The U.S. Supreme Court is scheduled to hear the first of two abortion-related cases Tuesday, this one involving a Kentucky law that protects unborn babies from brutal dismemberment abortions.
The case, Cameron v. EMW Women’s Surgical Center, is not about the pro-life law itself at this point. What the justices are considering is whether Kentucky Attorney General Daniel Cameron may take up the defense of the pro-life law after Gov. Andy Beshear refused to do so.
“I believe it’s my responsibility in the AG’s to defend those laws and we’re going to continue to do so,” Cameron told LEX 18 News. “I just say we’re going to stand up for life. And I’ve made no bones about that viewpoint. Again, I know some people don’t necessarily agree that we need to protect life.”
The law at the center of the case passed in 2018 when pro-life Republican Gov. Matt Bevin was in office. Bevin’s office defended the law in court after the EMW abortion facility in Louisville sued and Beshear, a pro-abortion Democrat who was state attorney general at the time, refused to defend the law.
In the midst of the court battle, a state election occurred in which Beshear was elected governor and Cameron, a pro-life Republican, was elected attorney general. After federal courts blocked the law, Beshear’s office decided not to appeal. That was when Cameron submitted a request to be allowed the defend the law instead.
It is Cameron’s ability to intervene in the case that the Supreme Court will decide after the hearing Tuesday.
The American Civil Liberties Union and EMW Women’s Surgical Center are challenging the law itself as well as Cameron’s plea to defend it.
Cameron said that “as a matter of Kentucky law” he has the final say on whether to accept a decision that enjoined a state law. He noted that the lower court “did not blink” at prohibiting a state from fully defending “its law with the official of its choosing.” …
The ACLU argued that the federal appeals court hadn’t said that Cameron couldn’t intervene to defend state laws, but that he had to do so in a timely fashion.
“Enough is enough,” the ACLU’s Alexa Kolbi-Molinas said in a statement and added that the court “should put an end to the attorney general’s attempts to force people to continue their pregnancies against their will.”
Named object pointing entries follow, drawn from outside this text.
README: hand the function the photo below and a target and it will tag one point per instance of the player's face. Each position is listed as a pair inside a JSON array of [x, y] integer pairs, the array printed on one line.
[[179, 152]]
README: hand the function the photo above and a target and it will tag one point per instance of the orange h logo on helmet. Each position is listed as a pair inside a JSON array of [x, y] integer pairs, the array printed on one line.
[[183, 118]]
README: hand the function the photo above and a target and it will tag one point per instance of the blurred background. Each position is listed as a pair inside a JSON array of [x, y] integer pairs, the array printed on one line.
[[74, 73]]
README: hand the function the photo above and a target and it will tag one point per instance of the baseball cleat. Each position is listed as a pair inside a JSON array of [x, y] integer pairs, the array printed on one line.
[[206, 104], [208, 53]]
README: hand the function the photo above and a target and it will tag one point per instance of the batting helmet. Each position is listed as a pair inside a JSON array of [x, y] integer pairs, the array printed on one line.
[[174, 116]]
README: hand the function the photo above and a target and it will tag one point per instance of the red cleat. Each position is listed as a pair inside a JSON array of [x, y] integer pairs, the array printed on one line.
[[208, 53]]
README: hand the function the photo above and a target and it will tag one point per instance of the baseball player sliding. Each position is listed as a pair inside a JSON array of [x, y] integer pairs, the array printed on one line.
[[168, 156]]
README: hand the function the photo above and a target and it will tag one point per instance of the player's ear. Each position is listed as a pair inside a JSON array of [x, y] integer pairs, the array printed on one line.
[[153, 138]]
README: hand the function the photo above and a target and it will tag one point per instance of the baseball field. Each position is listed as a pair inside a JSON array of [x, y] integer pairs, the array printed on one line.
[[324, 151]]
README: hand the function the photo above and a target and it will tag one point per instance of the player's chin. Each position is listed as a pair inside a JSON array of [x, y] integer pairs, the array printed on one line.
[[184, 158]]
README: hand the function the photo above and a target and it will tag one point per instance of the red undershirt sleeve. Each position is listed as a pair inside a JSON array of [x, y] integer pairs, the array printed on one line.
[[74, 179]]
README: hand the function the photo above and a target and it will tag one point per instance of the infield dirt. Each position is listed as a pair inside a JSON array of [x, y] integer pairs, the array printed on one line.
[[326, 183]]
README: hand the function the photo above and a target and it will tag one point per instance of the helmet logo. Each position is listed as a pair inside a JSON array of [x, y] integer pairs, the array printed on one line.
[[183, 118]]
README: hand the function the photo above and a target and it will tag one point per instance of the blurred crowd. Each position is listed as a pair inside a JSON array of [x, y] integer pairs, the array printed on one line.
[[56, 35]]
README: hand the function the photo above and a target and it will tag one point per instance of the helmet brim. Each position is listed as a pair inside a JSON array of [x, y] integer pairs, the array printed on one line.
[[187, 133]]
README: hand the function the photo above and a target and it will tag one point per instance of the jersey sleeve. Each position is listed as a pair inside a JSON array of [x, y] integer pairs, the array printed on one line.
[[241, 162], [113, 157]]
The 2018 law prohibits abortions “that will result in the bodily dismemberment, crushing or human vivisection of the unborn child” while he or she is still alive. These gruesome methods commonly are used in D&E abortions in the second trimester.
If allowed to be enforced, the law could save hundreds of babies’ lives each year. According to state abortion data, 537 of the 3,312 abortions in Kentucky in 2016 were D&E abortions.
A federal judge blocked the law, and in 2020, the Sixth Circuit Court of Appeals affirmed the ruling. When Beshear’s administration decided not to appeal, Cameron filed a motion to intervene in the case.
“We’re exhausting every possible option to ensure that this law continues to be defended and is ultimately enforced,” Cameron said at the time. “The law extends compassion and dignity to the unborn by ensuring they are not subjected to the horror and pain of the dismemberment process while still alive.”
He said he wants to ensure the law continues to receive a full defense.
“We would never allow the dismemberment of any other living being, and we are going to continue fighting, all the way to the Supreme Court if necessary, so that it can’t happen to unborn children,” Cameron said.
A dismemberment abortion is a procedure in which the abortionist first dilates the woman’s cervix and then uses steel instruments to dismember and extract the baby from the uterus. The procedure is usually performed between 11 and 24 weeks LMP, when the baby is somewhere between the size of a lemon and a cantaloupe.
By 11 weeks, unborn babies already have fingers and toes, heartbeats and detectable brain waves. They can respond to touch, yawn, suck their thumbs and even show signs of being right or left handed.
The Supreme Court also agreed to hear a direct challenge to Roe v. Wade in December. That case, Dobbs v. Jackson Women’s Health, involves a 2018 Mississippi law that prohibits abortions after 15 weeks of pregnancy when an unborn baby is nearly fully formed.